Study design
This study was designed as a counterbalanced crossover experiment and a single-blind method in a laboratory environment, in which well-trained dentists performed CPR manikin (Laerdal Little Anne® QCPR Manikin; Laerdal Medical, Stavanger, Norway) to investigate the effects with and without the support of a stool to a dental chair on chest compressions quality and fatigue levels.
Ethical Statements
This was a manikin study and there were no human participants. The Institutional Review Board at Kyushu university confirmed that no ethical approvals were required.
Participants
This study recruited eight volunteer participants. They were active males and females (Men: Females = 4: 4) aged 28 to 48 who had been certified in formal BLS techniques in the AHA's provider course. They had staffed the university hospital in oral-maxillo-facial surgery and dental anesthesiology departments for over three years. All the participants were right-handed. Participants with cardiovascular disease, upper extremity impairments, spine-related disorders, and other disorders were excluded from the study, as such conditions were judged unsuitable for participation. The anthropometric characteristics of the study population are listed in Table 1.
Equipment
The Laerdal® Little Anne QCPR Manikin equipped with a PC SkillReporter® system (Laerdal, Stavanger, Norway) was used for measuring and recording CPR data. The monitoring screen was not visible to the participants, and no feedback was given.
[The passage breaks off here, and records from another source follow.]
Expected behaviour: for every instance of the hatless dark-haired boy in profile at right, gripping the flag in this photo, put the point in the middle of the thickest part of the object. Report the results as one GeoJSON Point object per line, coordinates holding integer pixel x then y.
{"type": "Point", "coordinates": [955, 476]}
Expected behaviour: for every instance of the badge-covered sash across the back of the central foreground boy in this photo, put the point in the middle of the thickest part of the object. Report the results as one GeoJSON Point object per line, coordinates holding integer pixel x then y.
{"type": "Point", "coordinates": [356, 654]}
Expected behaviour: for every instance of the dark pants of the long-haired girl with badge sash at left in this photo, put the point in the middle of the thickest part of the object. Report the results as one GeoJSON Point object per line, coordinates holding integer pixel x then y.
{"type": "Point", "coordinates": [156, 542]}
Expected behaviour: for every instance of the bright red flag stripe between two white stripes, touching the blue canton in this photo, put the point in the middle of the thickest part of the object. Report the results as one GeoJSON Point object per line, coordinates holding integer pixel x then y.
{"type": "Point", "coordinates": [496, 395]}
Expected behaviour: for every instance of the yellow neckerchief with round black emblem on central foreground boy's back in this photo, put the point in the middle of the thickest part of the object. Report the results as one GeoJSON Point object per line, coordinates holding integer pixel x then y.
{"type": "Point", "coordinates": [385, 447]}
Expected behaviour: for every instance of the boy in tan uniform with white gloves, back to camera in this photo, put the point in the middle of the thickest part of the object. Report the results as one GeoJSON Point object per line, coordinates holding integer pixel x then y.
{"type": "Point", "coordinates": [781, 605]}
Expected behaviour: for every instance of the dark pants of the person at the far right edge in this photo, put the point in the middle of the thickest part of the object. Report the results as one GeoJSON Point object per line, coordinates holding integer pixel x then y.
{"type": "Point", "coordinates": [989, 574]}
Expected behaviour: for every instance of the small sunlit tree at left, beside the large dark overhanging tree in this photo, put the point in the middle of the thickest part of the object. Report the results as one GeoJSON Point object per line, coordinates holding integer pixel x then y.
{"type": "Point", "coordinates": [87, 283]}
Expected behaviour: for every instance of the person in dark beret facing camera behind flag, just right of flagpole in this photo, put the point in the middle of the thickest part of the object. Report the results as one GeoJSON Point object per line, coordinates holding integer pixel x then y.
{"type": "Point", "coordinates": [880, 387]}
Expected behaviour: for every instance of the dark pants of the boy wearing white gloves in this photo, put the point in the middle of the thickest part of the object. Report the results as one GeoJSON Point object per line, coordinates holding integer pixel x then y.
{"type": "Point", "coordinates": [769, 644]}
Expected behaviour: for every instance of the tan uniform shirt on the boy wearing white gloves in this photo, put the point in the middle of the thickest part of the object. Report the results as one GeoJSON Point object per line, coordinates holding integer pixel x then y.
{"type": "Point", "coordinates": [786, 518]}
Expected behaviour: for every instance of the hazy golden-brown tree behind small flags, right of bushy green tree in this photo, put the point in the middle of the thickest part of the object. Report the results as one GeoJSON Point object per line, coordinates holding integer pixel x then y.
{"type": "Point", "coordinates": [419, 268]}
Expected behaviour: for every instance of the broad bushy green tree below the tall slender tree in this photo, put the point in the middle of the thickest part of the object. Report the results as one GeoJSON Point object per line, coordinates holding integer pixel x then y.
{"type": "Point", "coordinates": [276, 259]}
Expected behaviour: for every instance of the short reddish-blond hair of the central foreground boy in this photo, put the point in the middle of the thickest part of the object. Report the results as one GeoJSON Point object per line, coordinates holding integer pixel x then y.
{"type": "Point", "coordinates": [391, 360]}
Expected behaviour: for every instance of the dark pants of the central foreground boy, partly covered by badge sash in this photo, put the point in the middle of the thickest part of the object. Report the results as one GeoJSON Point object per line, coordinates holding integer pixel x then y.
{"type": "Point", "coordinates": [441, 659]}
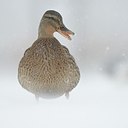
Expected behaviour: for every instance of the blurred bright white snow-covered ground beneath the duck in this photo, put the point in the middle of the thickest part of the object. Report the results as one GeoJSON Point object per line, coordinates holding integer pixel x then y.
{"type": "Point", "coordinates": [97, 102]}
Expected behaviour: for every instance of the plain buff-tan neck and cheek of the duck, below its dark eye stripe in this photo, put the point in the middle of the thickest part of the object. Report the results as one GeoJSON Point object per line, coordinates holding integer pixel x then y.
{"type": "Point", "coordinates": [45, 30]}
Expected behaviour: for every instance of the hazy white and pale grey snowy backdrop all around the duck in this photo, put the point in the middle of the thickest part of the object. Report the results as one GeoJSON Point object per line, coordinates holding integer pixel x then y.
{"type": "Point", "coordinates": [100, 47]}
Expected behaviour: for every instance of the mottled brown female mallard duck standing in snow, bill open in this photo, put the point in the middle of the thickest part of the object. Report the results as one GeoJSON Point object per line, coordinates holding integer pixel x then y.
{"type": "Point", "coordinates": [47, 69]}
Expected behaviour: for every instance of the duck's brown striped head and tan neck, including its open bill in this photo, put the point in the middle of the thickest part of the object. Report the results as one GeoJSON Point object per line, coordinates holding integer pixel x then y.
{"type": "Point", "coordinates": [52, 22]}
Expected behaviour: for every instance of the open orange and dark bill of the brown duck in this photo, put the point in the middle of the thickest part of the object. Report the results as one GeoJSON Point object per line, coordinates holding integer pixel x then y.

The dental chair and a stool
The dental chair (SIGNO Treffert®; MORITA, Osaka, Japan) was used in this study. The exterior of the chair has a severely curved backrest exterior. The study procedure was performed according to a previously established method: the CPR manikin was positioned on the reclined dental chair with the upper end of the manikin torso aligned with the top edge of the backrest. The stabilizing stool placed under the backrest of the dental chair for this study was round with a hard seating surface (diameter 30 cm; height 45 cm; FB-01ALLBK, Fuji Boeki Co., Ltd. Osaka, Japan). The superficial edge of the stool’s seat was set to vertically contact the backrest under the shoulders.14,17 A cloth covered the side of the dental chair backrest so that participants could not see whether a stool is in place (with) or not (without).
CPR quality measurement
All the participants were required to complete two chest compressions quality tests in two situations (without a stool or with the stool under the backrest of the dental chair) in random order. Before the test, each participant checked the sternal compression rhythm at three different metronome rates (100, 110, and 120 ticks/min.). They followed the chest compression technique described in the 2020 AHA Guidelines5 (compression depth of 50-60 mm, compression rate of 100-120 times per minute, the uninterrupted, complete rebound of the chest) to perform 5 minutes of chest compressions on a manikin. Once the participant stopped performing CPR, the Borg Rating of Perceived Exertion (RPE) scale was used to inquire about the participant's level of fatigue at the moment of completing the test. The participants were required to rest for at least six hours between the tests, and no additional hard exercise or heavy work was allowed during the rest period to prevent them from muscle fatigue or feeling tired.
Data Analysis
All participants completed the tests in this study. Data from the Manikin and the RPE were exported to Microsoft Excel (Excel version 16.65 in Microsoft 365 for Macintosh). Data from the manikin were calculated using the SimPad PLUS® device (Laerdal, Stavanger, Norway) with activated SkillReporter® software (Laerdal, Stavanger, Norway). This study adopted chest compression quality parameters of chest compression fraction (CCF), chest compression depth (CCD), chest compression rate (CCR), total chest compressions (TCC), and chest compression rebound rate (CCRR), QCPR score (QCPR) as well as the rating of perceived exertion (RPE). The QCPR score (%) are non-binary number, measuring how close the learner is to success, calculated across all sub-skills of CPR by Laerdal’s QCPR algorithm. The overall CPR score is a simple representation of how good the CPR performance was, but the mathematics behind it can be very complex. The algorithm that makes up the QCPR score is made by Laerdal Medical in close collaboration with members of the AHA ECC Subcommittees and co-authors of the 2013 AHA Consensus Statement on CPR Quality.18
Statistical Analysis
All data are presented as means ± standard deviation (SD). This study used Paired Sample t tests to investigate differences in CPR quality with a stool or without one and calculated the percentage differences between the two tests for all CPR quality parameters. The statistical software JMP® pro (version 16.0.0; SAS Institute Inc, NC, USA) was used for statistical analysis. The significance level was set to p < 0.05.